毎年盆の踊は、昼は薬師堂にて躍り、夜は不空院の辻にて躍る

・かなり都市的な場所である点に注意。地方の記録は少なく、よくわからない。
・したがって、まだ念仏信仰の宗教性を色濃く残した芸能であったようです。
当時の記録に「ナムアミダブツ」という文句があることからも、そのことがわかります。

今の新薬師寺・不空院辻を訪ねて「歴史の中の盆踊り」

伏見 指月の丘 即成院跡あたり

新薬師寺

風流と盆踊り

・この時代の盆踊りは、また「風流拍子物」(ふりゅうはやしもの)と呼ばれる。
・「風流」の華やかな作り物や出し物。

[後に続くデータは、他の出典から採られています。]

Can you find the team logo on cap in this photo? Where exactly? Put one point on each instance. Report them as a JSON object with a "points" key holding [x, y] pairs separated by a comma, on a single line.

その中の「拍子」(踊り)。
・盆踊りとはいっても、それはあくまで「風流拍子物」であって、芸能の中心が「踊り」であるとは認識されていなかった。
・そのため、盆踊りを表す名称は様々である。ただし、いずれも「足扁」である点に注意。

*コラム 盆踊りの起源伝承

各地の盆踊りには起源伝承があります。バラエティに富んでおり、ロマンチックでもあり、魅力的である。念仏踊り系伝承
・疫病、戦争→敵味方共に死者短期に多数→共同体に打撃大
・単なる後世のあとづけの物語とばかりとも言い切れない面があり、実証していくことが大切。
・各地の起源伝承では、戦死者の多かった戦国時代にかかわる伝説が多い。
・戦死者の鎮魂のためという考え方(説明)が一般的です。